This blog post is in remembrance of my Daddy, Warren Vanscoy, who passed away this week at age 98. Posted January 27, 2021

Thank you to the relative . . not sure which one . . who provided the above picture from the family reunion.

Daddy is the first person I ever heard say "old age is not for sissies"! (Now I understand.)

When he worked at the phone company and there was a problem . . the operators who called were so glad he was the one who was 'on call'. He took down their information and moved on in stride plus didn't get upset and yell. He didn't talk a lot, but when he did, it was definitely worth listening to.

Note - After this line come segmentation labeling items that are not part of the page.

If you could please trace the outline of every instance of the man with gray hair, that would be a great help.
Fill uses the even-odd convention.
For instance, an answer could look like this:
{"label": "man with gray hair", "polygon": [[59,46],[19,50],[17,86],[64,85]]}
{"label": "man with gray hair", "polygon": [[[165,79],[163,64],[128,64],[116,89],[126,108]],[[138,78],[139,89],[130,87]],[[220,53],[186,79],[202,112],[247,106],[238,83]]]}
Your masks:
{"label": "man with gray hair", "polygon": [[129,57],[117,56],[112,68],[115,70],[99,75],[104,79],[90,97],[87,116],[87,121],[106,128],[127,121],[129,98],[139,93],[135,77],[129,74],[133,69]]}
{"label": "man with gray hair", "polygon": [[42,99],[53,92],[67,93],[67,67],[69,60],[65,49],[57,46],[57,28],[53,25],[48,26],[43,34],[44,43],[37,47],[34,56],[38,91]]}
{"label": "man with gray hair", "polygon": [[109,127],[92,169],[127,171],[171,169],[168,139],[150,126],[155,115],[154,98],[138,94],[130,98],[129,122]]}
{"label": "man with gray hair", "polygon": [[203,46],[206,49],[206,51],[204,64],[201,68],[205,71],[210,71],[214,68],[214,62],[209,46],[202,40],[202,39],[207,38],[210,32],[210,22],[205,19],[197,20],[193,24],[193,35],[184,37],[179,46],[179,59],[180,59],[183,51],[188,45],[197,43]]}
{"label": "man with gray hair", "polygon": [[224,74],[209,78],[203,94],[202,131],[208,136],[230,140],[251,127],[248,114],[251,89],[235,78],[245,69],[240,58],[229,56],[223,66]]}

He always had a quiet even temperament until the very last when dementia set in. Then he could be 'testy'. My stepmother took exceptionally good care of him. She was somewhat younger than Daddy and he told me himself "I'm going first this time". He meant my stepmother would outlive him. My mother died at age 50. Then his 2nd wife who was remarkable in many ways also died.

I never heard the words "shut up!" come out of his mouth. A few times when my two siblings (April and Doug) and I were in the back seat of the car and being too loud, he would say "dry up!" I would then proceed to make myself smaller and whisper "shrivel / shrivel / shrivel".

When we kids wanted to know the amount of something, he would say "steen" for the answer. If we asked him where he was going, he would say "to see a man about a horse". He was also heard to say "when I say jump, don't say why / ask how high!"

He came to know Jesus as a young man crossing the ocean for his military service in WWII. With time on his hands, he read through the Bible and became a believer.

Mary and Joseph bring the Christ child to the temple. Simeon recognizes Him with the help of the precious Holy Spirit. Simeon was elderly, but we don't know his actual age.

Speaking of the Bible, there is an elderly man, Simeon, in the New Testament Luke 2:21-35. Joseph and Mary brought baby Jesus to the temple in Jerusalem. The purpose was to present Him to God. At the temple door was Simeon. The Holy Spirit had promised Simeon that he would see the Lord's Christ before he died. Others may have given up, but not Simeon. All his life he had waited for this moment. Simeon took the infant in his arms and praised God. The parents marveled at his words as he prophesied about the child. Simeon foretold that the thoughts of many hearts would be revealed.

Simeon knew he could now die in peace because he had seen the Consolation of Israel. He could die now. In his own arms, he had held Christ, the Lord.

Civil War cannon @ Antietam Sharpsburg Battlefield in Maryland

The Battle Hymn of the Republic was Daddy's favorite. He wanted it to be sung at his funeral. He even wrote out his own obituary many years ago.


"The Battle Hymn of the Republic" was written by Julia Ward Howe, a leader in Women's rights and an ardent foe of slavery. Julia and her husband were both crusaders for political and moral issues of the day. In 1861, during the darkest days of the Civil War, the Howes visited Washington, and Julia toured a nearby Union Army Camp on the Potomac in Virginia. There she heard soldiers singing a tribute to John Brown, who had been hanged in 1859 for attempting to lead an insurrection of slaves at Harper's Ferry:

"John Brown's Body Lies a-mold'ring in the Grave."

The music was rousing, but the words needed improvement. Julia's pastor, who accompanied her, asked her to consider writing new and better verses. That night, after the Howes retired to their room at the Willard Hotel, the words came. Julia gave her song to a friend who worked at The Atlantic Monthly. The magazine published it in February, 1862, sending her a check for five dollars.

Julia was irrepressible. When she was ninety, she wrote a friend about the "good work which I have yet to do . . she died October 17, 1910 at age 91.